Nearing its halfway mark, 2019 is on track for record penalty amounts under the Foreign Corrupt Practices Act, a trend that should worry multinational corporations navigating compliance challenges both stateside and abroad.
Last year, more than a dozen companies paid out $2.89 billion to settle cases initiated under FCPA, noted Risk Advisory in its annual Corruption Challenges Index survey.
While first quarter 2019 FCPA enforcement actions were up slightly from the same period last year, the penalty amounts showed a dramatic upward shift.
“In the first quarter of 2019 alone, the Securities and Exchange Commission and Department of Justice racked up more than $1.1 billion in total corporate penalties and disgorgement,” Steptoe & Johnson attorneys Lucinda Low, Brittany Prelogar, and John London told Bloomberg Law.
Meanwhile, both enforcement agencies have resolved FCPA-related cases — some in parallel, others singularly — against four corporations and eight individuals.
This is slightly ahead of the number of actions concluded as of the end of the first quarter of 2018, noted Steptoe’s lawyers. As in 2018, the largest number of corporate actions pursued by DOJ were payments to secure contracts from foreign governments.
In individual prosecutions, the agency is tracking money laundering, as well as conspiracy to commit money laundering, to implicate subjects, such as foreign government officials, who do not fall under FCPA enforcement, according to Bloomberg Law.
The widening reach of FCPA and other corruption charges suggests businesses cannot simply stay compliant through internal measures, experts add.
“One of the most important things to remember is that the threat often sits outside your business,” said Chris Rowley, head of business intelligence and investigations at Risk Advisory. “In our global economy, international companies are increasingly reliant on complicated international supply chains. Understanding who your third parties are — and how they do business — really is critical.”
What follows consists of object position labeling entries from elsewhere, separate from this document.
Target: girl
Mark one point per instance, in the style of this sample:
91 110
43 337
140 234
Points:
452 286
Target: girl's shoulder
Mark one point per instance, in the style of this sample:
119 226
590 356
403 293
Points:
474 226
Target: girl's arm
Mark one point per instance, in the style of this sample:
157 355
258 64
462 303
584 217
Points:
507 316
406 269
Companies face a growing spectrum of scrutiny. The SEC’s Division of Enforcement is tapping into social media to amplify its enforcement actions. The agency has started using #SEC and other hashtags to publicize enforcement actions to a wider audience, noted Kurt Wolfe, a member of Troutman Sanders’ white collar and government investigations team.
This larger platform holds far-reaching implications, he added.
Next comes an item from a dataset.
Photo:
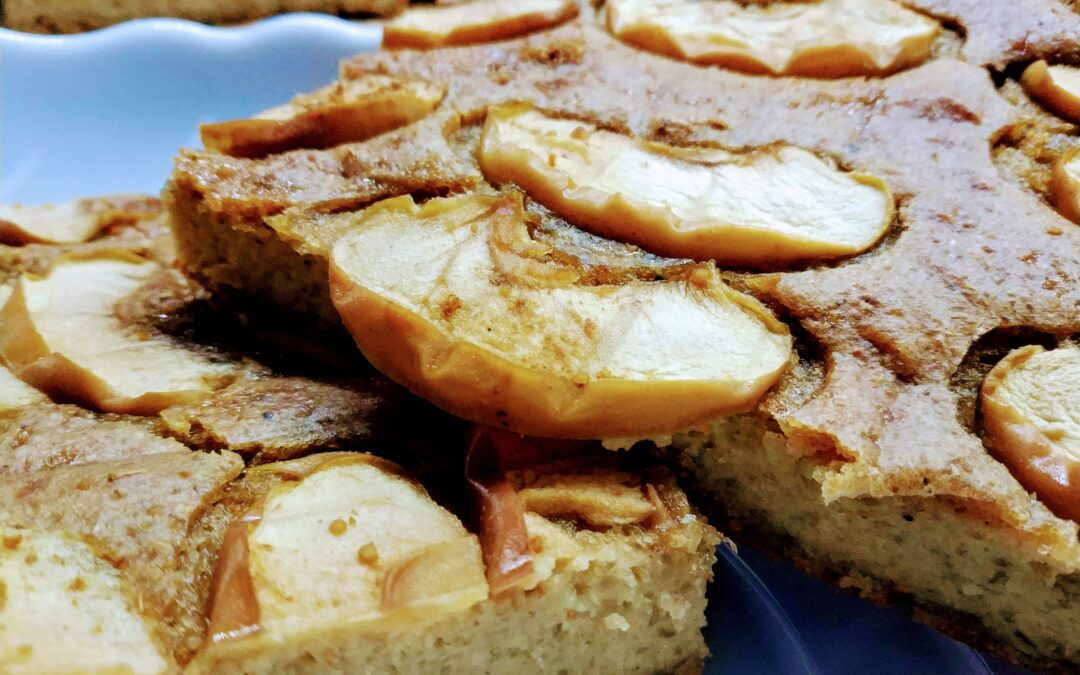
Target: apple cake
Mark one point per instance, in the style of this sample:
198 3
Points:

“Defendants and their counsel must operate under a new set of assumptions about how well-contained an [SEC] press release will be,” Wolfe said. “Combine a provocative caption with a popular hashtag, and the SEC can exponentially increase its Twitter impressions and click-through rate, thereby amplifying the publicity — and public consciousness — of an enforcement action.”
As FCPA penalty amounts break new records, agencies are pursuing varying enforcement approaches. While the SEC hasn’t brought any stand-alone corporate actions this year, the DOJ is doubling down.
“Beyond the numbers,” Steptoe’s attorneys said, “the DOJ continues to emphasize big-ticket corporate settlements and individual prosecutions.”